El espectáculo que ofrecen a punto de doblar la primera decena de agosto es de pena mora. Ya no saben qué hacer con los cargos inhabilitados, si sustituirlos y liberarse del muerto, o seguir con ellos. Total, si están por desobedecer al TC, frente al delito de sedición tres inhabilitados arriba o abajo no van a ninguna parte.

Pero como por el medio se encuentra la CUP, y no con un papel menor, el pastel se completa con sus ilusiones y su estrategia, que es movilizar a la masa y poner las calles en pie de guerra. ¿Cuál si no? De hacerlo siempre surgirán motivos para la confrontación y en ese caldo es donde mejor chapotean.

El calendario avanza inexorable y todos nos preguntamos qué va a pasar, como diciendo ¿por qué no pasa ya? La parte de la legalidad tiene toda la fuerza de la ley, como su propio nombre indica, pero también todos sus inconvenientes. No puede dudar entre salir a la calle o convocar una Marcha Verde. La doctrina jurídica es una y unívoca. Otra cosa es que no se muestre ante quien pretende pleitear.

Un comentario a “No hay dos caminos”

  1. Aureliano Buendía

    No estamos muy de acuerdo hoy, Cora.

    Si los artículos 1 y 2 de la Constitución fueran tan claros como tú dices, habría menos problema. Pero el art. 2 de la Constitución (“La Constitución se fundamenta en la indisoluble unidad de la Nación española, patria común e indivisible de todos los españoles, y reconoce y garantiza el derecho a la autonomía de las nacionalidades y regiones que la integran y la solidaridad entre todas ellas”) es una contradicción en sí mismo.

    Hasta la segunda coma (“…todos los españoles”) el precepto se apunta claramente al principio del Estado unitario, de tipo francés; a partir de esa segunda coma, se abre la posibilidad del Estado federal (tipo norteamericano o alemán). O sea, no ya en la misma Constitución, sino en el mismo artículo, coexisten dos modelos antagónicos.

    No es mi intención criticar la actuación de los “padres constituyentes”, ya que las circunstancias eran las que eran, y teniéndolas en cuenta, bastante mérito tuvieron en sacar adelante el texto constitucional que elaboraron.

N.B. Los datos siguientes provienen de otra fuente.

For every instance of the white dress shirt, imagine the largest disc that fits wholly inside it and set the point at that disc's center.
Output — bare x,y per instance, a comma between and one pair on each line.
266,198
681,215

    Pero los años pasan, y los defectos de base aparecen con el tiempo. Una interpretación racional y flexible del precepto mencionado permitiría una distribución más o menos eficaz de los poderes de las distintas Administraciones Públicas, que es lo que ha venido haciéndose hasta ahora. De forma manifiestamente mejorable en algunas ocasiones, pero el sistema ha funcionado, lo que ya es mucho decir en un país como éste.

    El problema es que, cuando el nacionalismo se mete por medio, se acaban la racionalidad y la flexibilidad. Hoy, en el Govern de Catalunya, hay muy poco de ambas, y lo que pueda quedar, desaparece bajo la presión del socio de la CUP. La tormenta perfecta, vamos.

    No es fácil vacitinar sobre la evolución de este problema. Puede que consigamos reconducirlo, o puede que suponga el fin de España, tal y como la hemos conocido.